Toxic algae can also grow in decorative ponds as well as backyard pools, providing homeowners with a good reason to properly sanitize swimming water.
What do toxic algae look like?
Toxic algae can look like foam, scum, or mats on the surface of water, said Schmale. Harmful algae blooms, which can be blue, vibrant green, brown or red, are sometimes mistaken for paint floating on the water.
Toxic algae often stink, sometimes producing a downright nauseating smell, yet animals may be attracted to the smell and taste of them, according to the EPA.
How do I know if my dog has been exposed?
Symptoms, which usually arise anywhere from 15 minutes to several days after exposure, include diarrhea or vomiting, weakness or staggering, drooling, difficulty breathing and convulsions or seizures, the EPA reports.
Immediately, take your pet to the vet if you see these symptoms.
Dogs, more than other pets, are especially vulnerable because of their tendency to play in water and so sometimes they drink the toxic algae, other times they lick it off their fur.

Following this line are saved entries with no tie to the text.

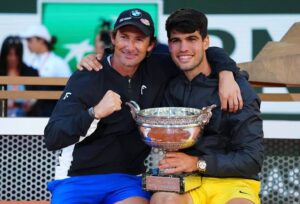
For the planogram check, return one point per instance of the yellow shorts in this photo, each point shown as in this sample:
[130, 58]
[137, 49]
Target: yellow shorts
[221, 190]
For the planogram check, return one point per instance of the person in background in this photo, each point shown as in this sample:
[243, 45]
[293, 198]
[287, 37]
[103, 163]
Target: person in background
[229, 154]
[41, 44]
[103, 42]
[11, 64]
[102, 155]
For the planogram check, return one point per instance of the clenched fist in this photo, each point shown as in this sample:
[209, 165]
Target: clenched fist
[110, 103]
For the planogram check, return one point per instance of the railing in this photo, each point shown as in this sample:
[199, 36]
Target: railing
[40, 81]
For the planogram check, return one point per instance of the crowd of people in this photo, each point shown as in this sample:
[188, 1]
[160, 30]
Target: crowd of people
[42, 61]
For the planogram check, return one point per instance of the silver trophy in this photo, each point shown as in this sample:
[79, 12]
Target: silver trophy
[170, 129]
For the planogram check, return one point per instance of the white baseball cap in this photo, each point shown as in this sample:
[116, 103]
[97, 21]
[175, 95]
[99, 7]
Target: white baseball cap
[37, 31]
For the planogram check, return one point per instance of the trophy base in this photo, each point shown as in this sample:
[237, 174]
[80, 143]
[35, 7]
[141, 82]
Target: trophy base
[180, 183]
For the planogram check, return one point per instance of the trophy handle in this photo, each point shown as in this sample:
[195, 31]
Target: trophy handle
[134, 108]
[205, 115]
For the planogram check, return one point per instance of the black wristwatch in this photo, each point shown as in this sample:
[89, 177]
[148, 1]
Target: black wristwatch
[92, 112]
[201, 165]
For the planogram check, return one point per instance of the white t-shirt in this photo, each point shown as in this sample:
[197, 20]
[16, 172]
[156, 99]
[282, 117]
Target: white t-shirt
[49, 65]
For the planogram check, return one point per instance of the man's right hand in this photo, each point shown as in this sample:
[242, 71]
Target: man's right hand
[90, 62]
[110, 103]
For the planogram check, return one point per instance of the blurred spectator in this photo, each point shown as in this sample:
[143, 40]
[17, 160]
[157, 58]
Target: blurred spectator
[103, 41]
[41, 44]
[11, 64]
[48, 64]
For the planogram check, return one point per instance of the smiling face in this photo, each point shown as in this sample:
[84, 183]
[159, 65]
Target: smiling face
[188, 51]
[130, 48]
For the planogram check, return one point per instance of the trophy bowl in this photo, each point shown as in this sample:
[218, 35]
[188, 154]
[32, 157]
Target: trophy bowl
[170, 129]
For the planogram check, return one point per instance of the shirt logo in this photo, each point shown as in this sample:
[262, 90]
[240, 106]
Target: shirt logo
[142, 88]
[67, 95]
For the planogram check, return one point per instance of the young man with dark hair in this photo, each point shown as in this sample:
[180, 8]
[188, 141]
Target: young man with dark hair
[102, 154]
[229, 153]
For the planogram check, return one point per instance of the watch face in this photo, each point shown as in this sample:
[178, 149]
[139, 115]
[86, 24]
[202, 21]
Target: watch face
[201, 165]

Even dogs that avoid the water may be in danger. Many dogs like to scavenge the shore where they may find -- and eat -- drying clumps of algae.

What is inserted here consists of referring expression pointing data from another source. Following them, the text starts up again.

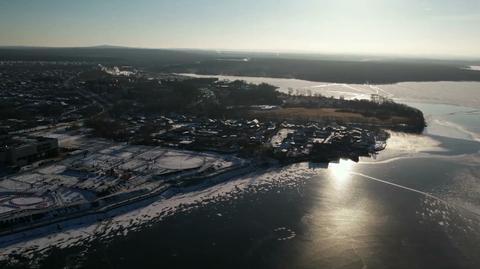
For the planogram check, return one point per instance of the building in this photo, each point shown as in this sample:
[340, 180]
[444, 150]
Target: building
[18, 151]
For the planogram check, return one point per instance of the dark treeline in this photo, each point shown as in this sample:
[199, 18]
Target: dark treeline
[328, 69]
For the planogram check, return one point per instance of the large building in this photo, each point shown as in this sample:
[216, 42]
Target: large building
[18, 151]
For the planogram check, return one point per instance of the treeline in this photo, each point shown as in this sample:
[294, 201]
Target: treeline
[200, 96]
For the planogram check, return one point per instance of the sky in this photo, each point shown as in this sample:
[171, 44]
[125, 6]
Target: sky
[393, 27]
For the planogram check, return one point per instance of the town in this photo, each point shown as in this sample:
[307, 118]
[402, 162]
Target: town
[89, 138]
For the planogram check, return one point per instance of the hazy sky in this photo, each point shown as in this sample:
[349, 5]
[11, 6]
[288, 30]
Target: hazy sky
[414, 27]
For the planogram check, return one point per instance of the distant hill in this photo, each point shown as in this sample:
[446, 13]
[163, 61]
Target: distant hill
[315, 67]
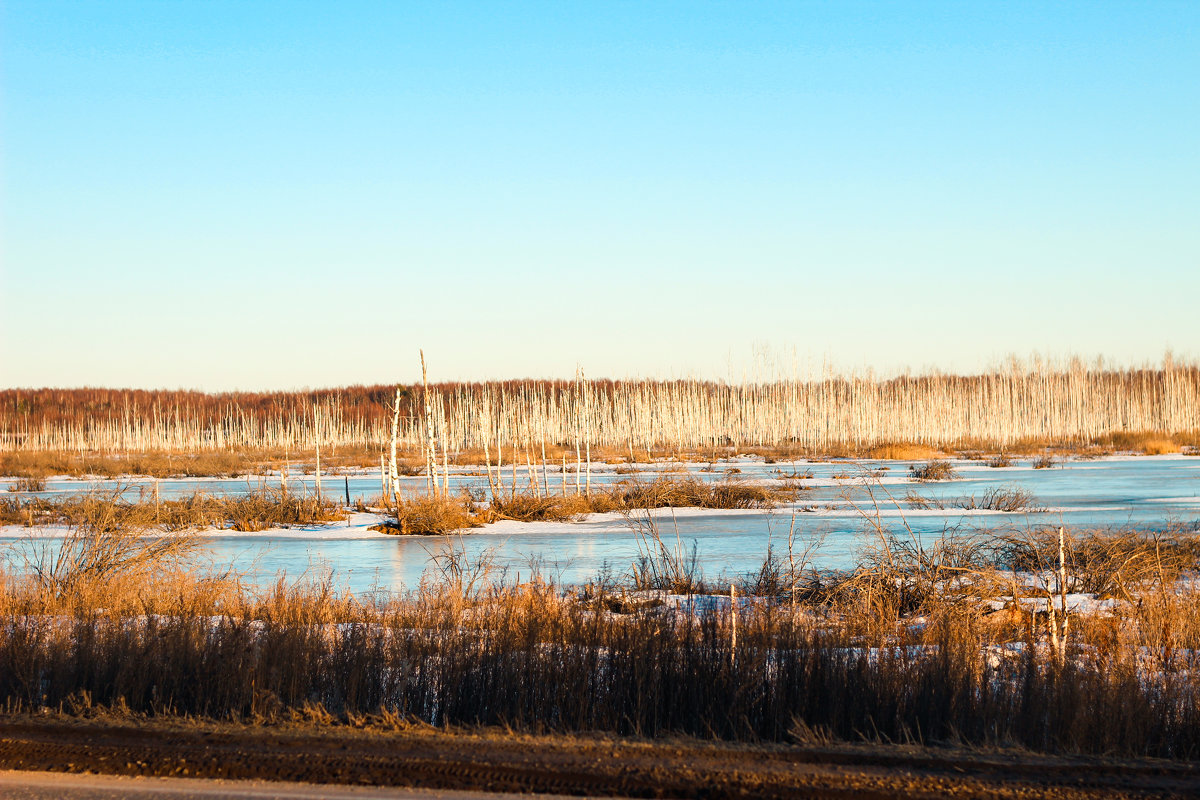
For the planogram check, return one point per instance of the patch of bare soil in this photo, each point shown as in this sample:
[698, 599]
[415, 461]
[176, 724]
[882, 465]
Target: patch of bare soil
[496, 761]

One study identified 368 cases of toxic algae poisoning associated with dogs throughout the US over a nine-decade period, but the researchers believe this represents only "a small fraction of cases that occur throughout the US each year."
How do I keep my dog safe?
If you spot the algae, leave the area and don't let your dog drink or swim in the water. If your dog has already gotten into a harmful bloom, rinse your pet off immediately in fresh, clean water. Remember to wear gloves to protect yourself. And, if you know you've been in contact with the bloom, immediately wash with soap and water.

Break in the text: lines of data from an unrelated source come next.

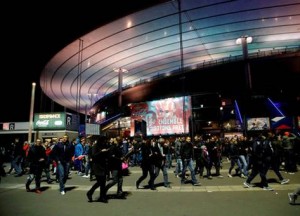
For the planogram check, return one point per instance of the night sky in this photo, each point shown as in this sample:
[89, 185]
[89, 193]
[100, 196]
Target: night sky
[32, 33]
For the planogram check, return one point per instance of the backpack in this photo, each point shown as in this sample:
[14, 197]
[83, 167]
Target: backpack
[262, 148]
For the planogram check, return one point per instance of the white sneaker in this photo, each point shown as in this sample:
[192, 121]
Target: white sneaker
[247, 185]
[268, 188]
[284, 181]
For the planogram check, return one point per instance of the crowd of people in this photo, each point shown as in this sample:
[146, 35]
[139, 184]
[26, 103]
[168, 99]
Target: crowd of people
[104, 158]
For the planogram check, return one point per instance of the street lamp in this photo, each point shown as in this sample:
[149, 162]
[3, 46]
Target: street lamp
[31, 112]
[120, 82]
[244, 40]
[91, 97]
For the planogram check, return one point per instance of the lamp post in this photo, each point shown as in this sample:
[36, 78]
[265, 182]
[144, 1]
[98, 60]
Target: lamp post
[244, 40]
[120, 72]
[120, 83]
[31, 112]
[91, 97]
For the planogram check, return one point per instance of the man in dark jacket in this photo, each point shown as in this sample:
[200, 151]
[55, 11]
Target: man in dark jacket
[36, 158]
[62, 154]
[100, 151]
[187, 156]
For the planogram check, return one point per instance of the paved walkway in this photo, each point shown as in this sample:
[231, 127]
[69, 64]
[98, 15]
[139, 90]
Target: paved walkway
[219, 196]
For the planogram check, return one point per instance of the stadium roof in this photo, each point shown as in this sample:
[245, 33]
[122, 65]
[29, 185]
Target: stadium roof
[164, 39]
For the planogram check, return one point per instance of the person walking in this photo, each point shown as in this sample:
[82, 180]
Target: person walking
[62, 154]
[115, 159]
[187, 155]
[100, 152]
[146, 164]
[164, 147]
[294, 195]
[36, 158]
[261, 153]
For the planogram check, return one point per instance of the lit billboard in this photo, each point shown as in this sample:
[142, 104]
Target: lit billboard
[56, 121]
[46, 121]
[163, 117]
[254, 124]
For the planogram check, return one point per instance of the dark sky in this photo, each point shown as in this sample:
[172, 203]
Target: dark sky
[32, 33]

Can I be harmed by the algae?
When high concentrations of these cyanotoxins are consumed, they can poison not only domestic animals but also humans, said Schmale. Contact with toxic algae can cause rashes, stomach cramps, nausea, diarrhea and vomiting.
Not only are these poisons present in water, but they can also accumulate along the food chain. "Ultimately, the entire food web is impacted because these toxins are produced," said Schmale. As a result, food contaminated with HABs have caused a variety of illnesses, and, in the most severe cases, lead to paralysis and respiratory failure, according the US Centers for Disease Control and Prevention.
Eating contaminated shellfish can cause symptoms within 15 minutes or up to 10 hours after finishing a meal. While mostly symptoms are mild, they can include tingling or numbness in the face, arms, and legs, headache, dizziness, loss of coordination and in rare cases, paralysis and respiratory failure.